Page 112, Line 20. that bare the pitcher’s load. Presumably on her head.

Page 113, Line 36. as a thought that flitteth. Introducing the magical swiftness of the Phaeacians’ ships; cf. lines 109, 321-8.

Page 114, Lines 58-60. Eurymedon high of mind ... the Giants in their pride ... And he wrecked his folk infatuated. The Giants of Hellenic myth are not unlike those of Nordic myth, whom Morris knew from the Eddas, opponents of the Gods dwelling on the margins of the world, massive and mighty, but uncouth. Nothing is certainly extant about Eurymedon or his people. One Giant so named was involved in some versions of the War of the Giants against the Gods (of which Homer does not seem to have spoken), and he or another was supposed to have raped Hera before her marriage to Zeus: Gantz, Early Greek Myth, 445-54. In line 206 the Giants are nevertheless admitted to be kin to the Gods.

Page 114, Lines 61-78. Nausithous ... Rhexenor ... Alcinous ... Arete ... her as a helpmate Alcinous wooed and won ... With such worship as no woman on earth hath had before Greek morality condemned as incestuous unions between parent and child and between full siblings, but allowed, and in Athens even encouraged, those between uncle and niece, as helping preserve the sacred rites that belonged to citizen families: cf. G. M. MacDowell, The Law in Classical Athens (Thames & Hudson, 1978), 5-7. The great authority accorded here, and in Book vi, 303-25, to Queen Arete is remarkable, compared with the normally patriarchal practices of Hellenic society, and half-tends to assist Samuel Butler’s theory of female authorship.

Page 115, Lines 80-1. unto Marathon hied she. Marathon, in a bay northeast of Athens, the center of an ancient league with its own rituals, but now chiefly famous as the site of the first great battle in which Hellenes defeated a Persian army. Although the poet usually suggests that the Phaeaciians dwelt west of Greece, the goddess seems to be approaching Athens from the northeast.

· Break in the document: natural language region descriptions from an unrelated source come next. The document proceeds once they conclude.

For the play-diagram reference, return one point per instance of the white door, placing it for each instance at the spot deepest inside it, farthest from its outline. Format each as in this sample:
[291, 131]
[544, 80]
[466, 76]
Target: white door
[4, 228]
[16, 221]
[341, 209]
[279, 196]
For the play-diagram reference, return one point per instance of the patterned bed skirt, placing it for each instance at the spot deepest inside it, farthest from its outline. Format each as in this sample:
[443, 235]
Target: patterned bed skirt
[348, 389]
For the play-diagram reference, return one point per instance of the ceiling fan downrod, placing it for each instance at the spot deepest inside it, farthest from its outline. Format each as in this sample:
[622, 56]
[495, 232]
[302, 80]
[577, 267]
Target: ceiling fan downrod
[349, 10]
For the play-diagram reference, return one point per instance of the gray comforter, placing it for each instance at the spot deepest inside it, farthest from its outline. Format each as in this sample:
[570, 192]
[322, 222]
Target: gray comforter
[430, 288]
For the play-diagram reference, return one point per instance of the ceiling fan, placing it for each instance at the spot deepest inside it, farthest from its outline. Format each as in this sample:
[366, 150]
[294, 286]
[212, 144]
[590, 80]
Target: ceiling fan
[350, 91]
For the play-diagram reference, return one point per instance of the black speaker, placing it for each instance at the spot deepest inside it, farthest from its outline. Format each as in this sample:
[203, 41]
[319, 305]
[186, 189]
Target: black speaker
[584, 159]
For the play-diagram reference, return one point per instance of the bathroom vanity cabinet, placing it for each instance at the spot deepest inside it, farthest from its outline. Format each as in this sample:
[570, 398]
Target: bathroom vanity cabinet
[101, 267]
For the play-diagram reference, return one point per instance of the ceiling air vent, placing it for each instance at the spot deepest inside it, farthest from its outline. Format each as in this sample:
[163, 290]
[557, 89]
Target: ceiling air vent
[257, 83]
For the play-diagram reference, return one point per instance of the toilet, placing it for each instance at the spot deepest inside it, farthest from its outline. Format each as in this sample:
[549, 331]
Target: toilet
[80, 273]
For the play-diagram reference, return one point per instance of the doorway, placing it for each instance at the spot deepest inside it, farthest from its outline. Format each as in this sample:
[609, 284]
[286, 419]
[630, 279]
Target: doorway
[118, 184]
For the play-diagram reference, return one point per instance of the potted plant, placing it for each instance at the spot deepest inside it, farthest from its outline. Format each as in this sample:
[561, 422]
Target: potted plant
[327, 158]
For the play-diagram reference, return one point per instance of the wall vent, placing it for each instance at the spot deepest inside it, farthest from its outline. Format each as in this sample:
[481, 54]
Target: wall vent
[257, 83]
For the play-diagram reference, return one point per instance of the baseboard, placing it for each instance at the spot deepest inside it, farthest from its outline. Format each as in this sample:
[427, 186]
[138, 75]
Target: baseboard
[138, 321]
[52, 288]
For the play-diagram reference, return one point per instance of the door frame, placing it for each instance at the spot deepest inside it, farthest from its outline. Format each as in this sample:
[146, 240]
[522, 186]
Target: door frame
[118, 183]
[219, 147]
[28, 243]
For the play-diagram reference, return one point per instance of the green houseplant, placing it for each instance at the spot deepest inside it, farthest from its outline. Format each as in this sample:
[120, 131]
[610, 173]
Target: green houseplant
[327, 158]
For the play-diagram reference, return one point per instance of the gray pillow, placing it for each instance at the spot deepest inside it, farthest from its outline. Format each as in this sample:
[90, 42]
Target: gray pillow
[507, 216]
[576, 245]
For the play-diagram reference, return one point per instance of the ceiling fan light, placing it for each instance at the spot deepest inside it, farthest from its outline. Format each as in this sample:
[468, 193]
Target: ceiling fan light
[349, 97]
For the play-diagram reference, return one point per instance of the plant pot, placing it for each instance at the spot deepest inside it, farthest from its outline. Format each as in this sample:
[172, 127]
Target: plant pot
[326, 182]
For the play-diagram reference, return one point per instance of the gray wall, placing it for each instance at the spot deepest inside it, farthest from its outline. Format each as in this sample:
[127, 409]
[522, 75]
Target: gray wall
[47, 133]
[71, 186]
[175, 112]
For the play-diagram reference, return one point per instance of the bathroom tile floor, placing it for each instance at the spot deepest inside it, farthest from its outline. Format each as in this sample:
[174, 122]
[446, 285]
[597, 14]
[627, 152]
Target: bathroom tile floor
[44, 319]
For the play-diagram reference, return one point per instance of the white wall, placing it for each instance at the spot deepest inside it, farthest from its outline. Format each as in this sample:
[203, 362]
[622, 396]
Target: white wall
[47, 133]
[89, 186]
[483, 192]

into Erechtheus’ homestead. In ancient times the shrine of Athens’ patron goddess would have been within the palace of its aboriginal kings, whose line included Erechtheus; it probably stood on the north side of the Acropolis, on the site later occupied by temples to her, and finally by the surviving Erectheum.    

Page 115, Line 87. the frieze. Tr. ‘thrinkos’: better ‘the cornice’.

Page 115, Line 91. dogs of gold and silver. These, and the ’serving swains of gold’ in line 100, are presumably active automata (cf. line 94), like the wheeled golden tripods that Hephaestus is making in Iliad, Book XVIII, 173-7.

Page 117, Lines 137-8. they poured forth wine … to the keen-eyed Argus-bane. Presumably a libation before sleeping; cf. Book v, 47-8.

Page 119, Line 197. the Dreadful Spinners. Tr. ‘Klothes’: the Fates who spin the threads of men’s destinies; not yet distinguished into a named triad.

Page 119, Line 206. the Cyclops. For whom see note on Book ix, 166.

Page 119, Line 216. the belly-beast. The belly compared (‘kunteros’) to a dog.

Page 121, Line 271. Poseidon the Earth-shaker. The poet has given Odysseus his own knowledge.

Page 121, Line 286. sleep … the God about me shed. Here simply ‘theos’, unidentified.

Page 123, Lines 323-6. Rhadamanthus … Tityus the great Earth’s very son. No myth is extant explaining why Rhadamanthus was ’following’ Tityus for such a distance, unless he was involved, as a judge, with Tityus’ sin, for which see  Book xi, 576-81. The Earth’s sons are often Giants: Hesiod, Theogony, 185.